Question by gypsywinter: Should children be taken away from any parent (unmarried or married), whether natural or adoptive?
if they are found to be addicted to drugs and/or alcohol? I noticed on another question that many thought that addiction should be grounds for immediate removal from the natural mother. What about natural parents that are married, single or divorced or adoptive parents who are married, single or divorced who are abusing drugs and/or alcohol…shouldn’t their children (any age) also be immediately removed from the parents as well? Is there a difference in regards as to who is addicted and who gets to keep their kids or not? If so, why or why not? Personally I think alcoholics are just as damaging to their children as any drug addict…it’s still substance abuse. Should all alcoholics/heavy drinkers lose their children as well to fostercare, should the occasional pot-smoker lose his/her parental rights as well? Should only absolute non-drinkers (of the alcohol variety to include beer), no drug use of any kind people, be allowed to parent? Who determines who is engaging in total drug addiction vs occasional use or the died-in-the wool alcoholic vs the social drinker? Is there a double standard for substance abuse for women vs men, i.e. the married husband is the alcoholic/addict, should his children be removed from his household? At what point do people believe that alcoholism/drug abuse is damaging to the children who live in these households…do we hold different levels of acceptability based on marital status, economic status, home owner or renter?
ETA: The Brain said: “”Love how you throw the poverty issue in — trying to imply that “poverty is a reason children are in foster care.””
UH! Excuse me where did I write the above in my question? If you are going to quote me, please, at least quote me correctly and not *falsely*. Thank you!
Guess my question has been diverted to “poverty”..OK!
http://www.faqs.org/childhood/Fa-Gr/Foster-Care.html
“”Others maintain that the inadequacy of the child welfare system stems from its inability to address the primary issue contributing to child neglect, abuse, and removal: poverty.
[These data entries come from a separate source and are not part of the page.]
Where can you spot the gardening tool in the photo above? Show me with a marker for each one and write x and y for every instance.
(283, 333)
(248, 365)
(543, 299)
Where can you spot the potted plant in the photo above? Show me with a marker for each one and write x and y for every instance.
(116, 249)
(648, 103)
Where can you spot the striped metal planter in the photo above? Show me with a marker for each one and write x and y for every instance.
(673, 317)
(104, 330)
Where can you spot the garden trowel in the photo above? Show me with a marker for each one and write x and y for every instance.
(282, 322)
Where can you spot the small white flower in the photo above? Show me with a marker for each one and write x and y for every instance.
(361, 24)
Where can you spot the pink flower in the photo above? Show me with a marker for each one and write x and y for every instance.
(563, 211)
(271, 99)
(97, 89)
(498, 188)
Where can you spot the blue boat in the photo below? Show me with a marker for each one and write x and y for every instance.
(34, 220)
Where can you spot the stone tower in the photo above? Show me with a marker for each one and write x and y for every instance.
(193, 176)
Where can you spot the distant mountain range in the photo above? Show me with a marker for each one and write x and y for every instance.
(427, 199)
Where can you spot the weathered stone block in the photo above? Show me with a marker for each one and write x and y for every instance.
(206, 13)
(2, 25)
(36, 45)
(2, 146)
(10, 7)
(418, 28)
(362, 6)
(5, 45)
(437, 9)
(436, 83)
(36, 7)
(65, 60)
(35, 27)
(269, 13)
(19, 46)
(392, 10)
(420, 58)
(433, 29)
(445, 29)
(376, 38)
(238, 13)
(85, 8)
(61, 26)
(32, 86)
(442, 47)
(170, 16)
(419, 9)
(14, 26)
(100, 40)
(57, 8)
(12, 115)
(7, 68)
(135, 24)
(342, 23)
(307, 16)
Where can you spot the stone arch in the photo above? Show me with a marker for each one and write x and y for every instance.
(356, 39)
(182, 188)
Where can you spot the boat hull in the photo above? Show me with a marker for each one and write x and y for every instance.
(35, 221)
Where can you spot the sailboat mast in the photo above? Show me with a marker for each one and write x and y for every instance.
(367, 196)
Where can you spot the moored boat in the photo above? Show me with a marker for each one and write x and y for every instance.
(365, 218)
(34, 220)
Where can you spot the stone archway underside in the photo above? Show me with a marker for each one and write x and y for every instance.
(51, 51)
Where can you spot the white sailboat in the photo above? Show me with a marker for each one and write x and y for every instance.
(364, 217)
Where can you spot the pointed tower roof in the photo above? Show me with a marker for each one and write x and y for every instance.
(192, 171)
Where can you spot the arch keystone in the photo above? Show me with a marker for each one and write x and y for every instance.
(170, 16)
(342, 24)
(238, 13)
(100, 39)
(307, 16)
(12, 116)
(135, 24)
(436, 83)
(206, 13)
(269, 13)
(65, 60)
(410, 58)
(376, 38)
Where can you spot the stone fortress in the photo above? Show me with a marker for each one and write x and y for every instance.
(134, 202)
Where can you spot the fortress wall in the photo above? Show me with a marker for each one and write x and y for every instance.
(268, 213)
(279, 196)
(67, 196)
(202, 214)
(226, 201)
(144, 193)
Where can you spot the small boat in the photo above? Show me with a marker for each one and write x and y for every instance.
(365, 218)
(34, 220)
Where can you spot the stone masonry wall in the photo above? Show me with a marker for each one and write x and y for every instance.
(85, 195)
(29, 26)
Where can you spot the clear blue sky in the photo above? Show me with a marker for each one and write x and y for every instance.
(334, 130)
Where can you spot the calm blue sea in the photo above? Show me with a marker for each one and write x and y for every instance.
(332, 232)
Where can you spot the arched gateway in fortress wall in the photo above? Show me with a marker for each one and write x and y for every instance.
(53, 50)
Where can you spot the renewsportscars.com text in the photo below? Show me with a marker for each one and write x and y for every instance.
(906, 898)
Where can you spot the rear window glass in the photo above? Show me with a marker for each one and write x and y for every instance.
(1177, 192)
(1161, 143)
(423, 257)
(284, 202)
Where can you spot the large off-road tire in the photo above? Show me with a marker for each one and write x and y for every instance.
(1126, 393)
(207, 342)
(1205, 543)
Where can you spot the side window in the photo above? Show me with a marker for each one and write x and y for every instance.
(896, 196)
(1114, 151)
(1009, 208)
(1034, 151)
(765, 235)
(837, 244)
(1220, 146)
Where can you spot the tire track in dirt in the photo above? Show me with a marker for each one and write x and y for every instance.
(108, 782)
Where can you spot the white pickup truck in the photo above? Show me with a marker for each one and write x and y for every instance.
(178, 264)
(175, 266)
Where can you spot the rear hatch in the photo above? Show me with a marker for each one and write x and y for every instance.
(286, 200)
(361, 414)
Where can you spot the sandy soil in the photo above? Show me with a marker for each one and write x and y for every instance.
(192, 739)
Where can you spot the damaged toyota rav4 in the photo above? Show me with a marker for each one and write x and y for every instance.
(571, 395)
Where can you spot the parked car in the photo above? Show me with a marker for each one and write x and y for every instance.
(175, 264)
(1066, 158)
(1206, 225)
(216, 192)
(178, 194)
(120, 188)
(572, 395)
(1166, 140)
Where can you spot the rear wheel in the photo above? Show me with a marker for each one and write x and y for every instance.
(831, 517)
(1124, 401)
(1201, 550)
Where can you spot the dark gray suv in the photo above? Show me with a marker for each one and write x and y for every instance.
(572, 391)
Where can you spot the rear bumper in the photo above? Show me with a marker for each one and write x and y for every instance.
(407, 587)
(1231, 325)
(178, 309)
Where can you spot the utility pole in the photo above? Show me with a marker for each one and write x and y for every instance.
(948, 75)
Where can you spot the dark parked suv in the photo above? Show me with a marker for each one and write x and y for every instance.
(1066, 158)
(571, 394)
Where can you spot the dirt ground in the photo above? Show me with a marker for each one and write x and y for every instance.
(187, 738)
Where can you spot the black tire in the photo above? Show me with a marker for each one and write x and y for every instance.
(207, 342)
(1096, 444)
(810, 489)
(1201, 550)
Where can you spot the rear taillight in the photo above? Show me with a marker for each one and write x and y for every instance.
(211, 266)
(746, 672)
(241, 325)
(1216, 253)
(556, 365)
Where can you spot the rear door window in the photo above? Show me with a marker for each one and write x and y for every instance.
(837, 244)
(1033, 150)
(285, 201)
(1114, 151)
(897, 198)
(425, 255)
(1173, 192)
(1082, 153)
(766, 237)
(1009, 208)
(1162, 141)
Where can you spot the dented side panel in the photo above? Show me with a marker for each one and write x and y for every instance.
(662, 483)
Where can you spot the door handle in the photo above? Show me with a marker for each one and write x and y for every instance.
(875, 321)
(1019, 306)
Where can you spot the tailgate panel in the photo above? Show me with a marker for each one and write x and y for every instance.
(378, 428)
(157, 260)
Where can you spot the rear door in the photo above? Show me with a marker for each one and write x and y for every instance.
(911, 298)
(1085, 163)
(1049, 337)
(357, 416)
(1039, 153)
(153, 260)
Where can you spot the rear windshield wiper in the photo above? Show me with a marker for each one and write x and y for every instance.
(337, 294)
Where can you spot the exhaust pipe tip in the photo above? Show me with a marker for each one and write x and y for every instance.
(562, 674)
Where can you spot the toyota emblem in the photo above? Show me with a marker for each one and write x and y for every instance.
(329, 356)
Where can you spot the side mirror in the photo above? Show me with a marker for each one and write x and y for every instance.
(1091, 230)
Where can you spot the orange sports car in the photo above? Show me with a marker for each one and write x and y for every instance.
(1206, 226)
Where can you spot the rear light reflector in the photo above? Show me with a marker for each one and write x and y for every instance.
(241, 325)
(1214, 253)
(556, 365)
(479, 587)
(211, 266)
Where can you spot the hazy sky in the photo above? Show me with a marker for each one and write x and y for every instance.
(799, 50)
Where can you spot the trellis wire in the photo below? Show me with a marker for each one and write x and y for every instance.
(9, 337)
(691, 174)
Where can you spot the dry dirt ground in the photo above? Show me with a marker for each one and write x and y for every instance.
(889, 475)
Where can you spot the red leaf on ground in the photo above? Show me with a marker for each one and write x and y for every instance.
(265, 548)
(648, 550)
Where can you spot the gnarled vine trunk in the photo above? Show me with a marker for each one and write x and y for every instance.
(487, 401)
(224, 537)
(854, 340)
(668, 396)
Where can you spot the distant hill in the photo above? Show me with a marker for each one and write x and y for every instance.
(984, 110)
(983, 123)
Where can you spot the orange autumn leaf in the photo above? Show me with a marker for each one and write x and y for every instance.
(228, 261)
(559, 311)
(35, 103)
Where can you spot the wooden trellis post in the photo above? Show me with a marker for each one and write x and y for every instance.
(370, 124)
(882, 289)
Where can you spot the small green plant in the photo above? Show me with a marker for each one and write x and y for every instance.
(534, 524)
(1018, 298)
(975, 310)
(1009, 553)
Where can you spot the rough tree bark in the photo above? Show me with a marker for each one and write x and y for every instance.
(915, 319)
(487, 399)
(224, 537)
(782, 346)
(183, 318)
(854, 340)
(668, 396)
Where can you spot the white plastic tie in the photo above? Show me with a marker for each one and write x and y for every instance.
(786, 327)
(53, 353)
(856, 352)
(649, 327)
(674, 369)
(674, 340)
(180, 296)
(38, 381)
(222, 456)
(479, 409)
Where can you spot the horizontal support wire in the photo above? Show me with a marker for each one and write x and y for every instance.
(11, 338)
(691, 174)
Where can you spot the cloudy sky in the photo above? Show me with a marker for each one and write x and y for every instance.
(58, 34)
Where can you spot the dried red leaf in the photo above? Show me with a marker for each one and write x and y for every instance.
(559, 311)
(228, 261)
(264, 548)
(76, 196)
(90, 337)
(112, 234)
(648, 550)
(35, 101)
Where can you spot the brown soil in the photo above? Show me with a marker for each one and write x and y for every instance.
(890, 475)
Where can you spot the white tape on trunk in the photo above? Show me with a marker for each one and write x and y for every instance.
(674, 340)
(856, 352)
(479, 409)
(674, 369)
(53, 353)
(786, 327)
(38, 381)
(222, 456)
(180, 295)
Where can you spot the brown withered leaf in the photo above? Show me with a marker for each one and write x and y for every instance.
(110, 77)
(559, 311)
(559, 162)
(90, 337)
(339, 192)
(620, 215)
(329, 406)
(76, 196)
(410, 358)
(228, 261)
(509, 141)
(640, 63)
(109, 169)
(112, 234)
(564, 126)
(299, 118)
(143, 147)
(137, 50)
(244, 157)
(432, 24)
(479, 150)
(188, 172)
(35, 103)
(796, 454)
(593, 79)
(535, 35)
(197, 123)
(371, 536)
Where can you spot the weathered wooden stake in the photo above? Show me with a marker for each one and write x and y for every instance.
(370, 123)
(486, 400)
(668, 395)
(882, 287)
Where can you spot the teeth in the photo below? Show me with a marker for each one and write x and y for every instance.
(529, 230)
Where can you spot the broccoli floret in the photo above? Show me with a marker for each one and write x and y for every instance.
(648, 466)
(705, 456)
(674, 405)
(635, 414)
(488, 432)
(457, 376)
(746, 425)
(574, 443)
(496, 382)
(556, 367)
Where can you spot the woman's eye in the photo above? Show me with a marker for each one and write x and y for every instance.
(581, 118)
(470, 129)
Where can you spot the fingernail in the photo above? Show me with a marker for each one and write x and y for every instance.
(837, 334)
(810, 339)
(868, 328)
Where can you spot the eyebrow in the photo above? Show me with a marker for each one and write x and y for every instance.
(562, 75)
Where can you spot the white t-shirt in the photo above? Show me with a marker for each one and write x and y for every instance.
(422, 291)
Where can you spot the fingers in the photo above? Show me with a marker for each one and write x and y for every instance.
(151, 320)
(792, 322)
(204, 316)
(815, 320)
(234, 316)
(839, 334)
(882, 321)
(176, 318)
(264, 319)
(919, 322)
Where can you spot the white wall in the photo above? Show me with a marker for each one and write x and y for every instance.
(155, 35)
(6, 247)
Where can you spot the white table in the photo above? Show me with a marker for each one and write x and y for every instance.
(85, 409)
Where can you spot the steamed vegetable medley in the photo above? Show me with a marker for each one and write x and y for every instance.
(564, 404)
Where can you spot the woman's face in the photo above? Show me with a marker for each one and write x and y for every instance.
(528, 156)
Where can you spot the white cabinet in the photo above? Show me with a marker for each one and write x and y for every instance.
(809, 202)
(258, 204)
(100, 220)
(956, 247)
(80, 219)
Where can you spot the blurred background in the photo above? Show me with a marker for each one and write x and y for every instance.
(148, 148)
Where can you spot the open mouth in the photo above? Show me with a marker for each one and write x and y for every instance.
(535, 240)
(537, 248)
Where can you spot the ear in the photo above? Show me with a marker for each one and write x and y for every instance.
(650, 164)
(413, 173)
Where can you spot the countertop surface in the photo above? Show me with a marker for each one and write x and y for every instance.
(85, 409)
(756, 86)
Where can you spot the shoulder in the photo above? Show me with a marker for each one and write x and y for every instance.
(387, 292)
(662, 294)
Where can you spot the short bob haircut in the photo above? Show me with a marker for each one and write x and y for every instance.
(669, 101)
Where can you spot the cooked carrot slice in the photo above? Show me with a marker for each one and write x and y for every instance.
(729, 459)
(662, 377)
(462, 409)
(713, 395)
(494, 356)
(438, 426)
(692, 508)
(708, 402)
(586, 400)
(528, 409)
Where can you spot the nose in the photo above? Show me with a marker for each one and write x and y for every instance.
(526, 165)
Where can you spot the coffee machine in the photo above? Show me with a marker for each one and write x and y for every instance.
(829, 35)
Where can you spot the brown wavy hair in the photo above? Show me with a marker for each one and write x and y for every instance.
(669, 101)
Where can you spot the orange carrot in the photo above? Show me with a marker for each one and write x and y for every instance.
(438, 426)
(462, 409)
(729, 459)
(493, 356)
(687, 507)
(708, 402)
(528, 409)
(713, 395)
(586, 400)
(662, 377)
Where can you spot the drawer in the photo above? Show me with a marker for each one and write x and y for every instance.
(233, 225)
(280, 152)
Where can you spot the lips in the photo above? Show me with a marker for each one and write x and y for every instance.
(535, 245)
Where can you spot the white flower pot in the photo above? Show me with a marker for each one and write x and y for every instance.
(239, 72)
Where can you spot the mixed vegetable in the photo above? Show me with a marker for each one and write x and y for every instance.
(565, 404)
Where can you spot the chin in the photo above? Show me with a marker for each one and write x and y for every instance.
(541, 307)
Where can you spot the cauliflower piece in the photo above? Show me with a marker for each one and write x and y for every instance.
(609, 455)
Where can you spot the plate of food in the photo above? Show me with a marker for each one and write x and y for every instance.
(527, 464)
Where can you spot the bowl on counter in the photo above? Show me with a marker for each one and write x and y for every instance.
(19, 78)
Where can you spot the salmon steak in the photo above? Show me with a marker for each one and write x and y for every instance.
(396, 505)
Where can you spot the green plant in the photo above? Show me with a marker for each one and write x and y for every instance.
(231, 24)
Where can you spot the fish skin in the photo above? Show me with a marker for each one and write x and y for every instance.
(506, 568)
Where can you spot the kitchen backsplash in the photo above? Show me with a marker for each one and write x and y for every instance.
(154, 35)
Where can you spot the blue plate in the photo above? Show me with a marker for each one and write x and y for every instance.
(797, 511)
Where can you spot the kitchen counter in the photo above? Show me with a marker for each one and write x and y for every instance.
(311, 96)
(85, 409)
Indeed, the overwhelming majority of children in foster care are born into poverty and some studies show that the primary predictor of child removal is not the severity of abuse but the level of the family’s income. Critics noted that in the early twenty-first century the United States had the highest rate of child poverty of any industrialized Western nation and argued the income and social supports more typical of Western European nations, such as family allowances, government-supported day care, family leave policies, more generous benefits for single mothers and their children, would reduce the number of American children in foster care.””
ETA: Guess I didn’t get my point across in my question. I heard women screaming for the immediate removal of newborns from addicted mothers…no 2nd chance…yet now I hear it a little differently. Chances? for whom..the married couple, the single mom..who rates more chances? I also attended AL-Anon and ACA for a number of years, my life as a child was an absolute nightmare..no matter, looking back I still wouldn’t have wanted to be taken from my own mother…never! Best thing in our family…her husband dropped dead suddenly on the kitchen floor when some of my sibs (their bio dad that had a fed gov’t job) were quite young, they were spared the worst of the worst, for that I was most thankful! We all have our tales of woe.
Best answer:
Answer by Aurora
I think too many kids are taken away from their parents too fast. If the kids are being hurt or neglected, someone should be there to help. If the kids aren’t being hurt or neglected, the parents should be helped with the kids there. Children, in my opinion, should only ever be taken away as a last resort, and only when in significant danger – but I know first hand that is not the case with the social workers (I am not at all addicted to drugs or alcohol – don’t even touch them – and never abused my kids, but still lost them because my Christian values – modesty, avoiding violence and inappropriate scenes and such in movies, and not wanting my kids told their wasn’t a God – were too high according to the social workers. They were 4, 6, and 10.)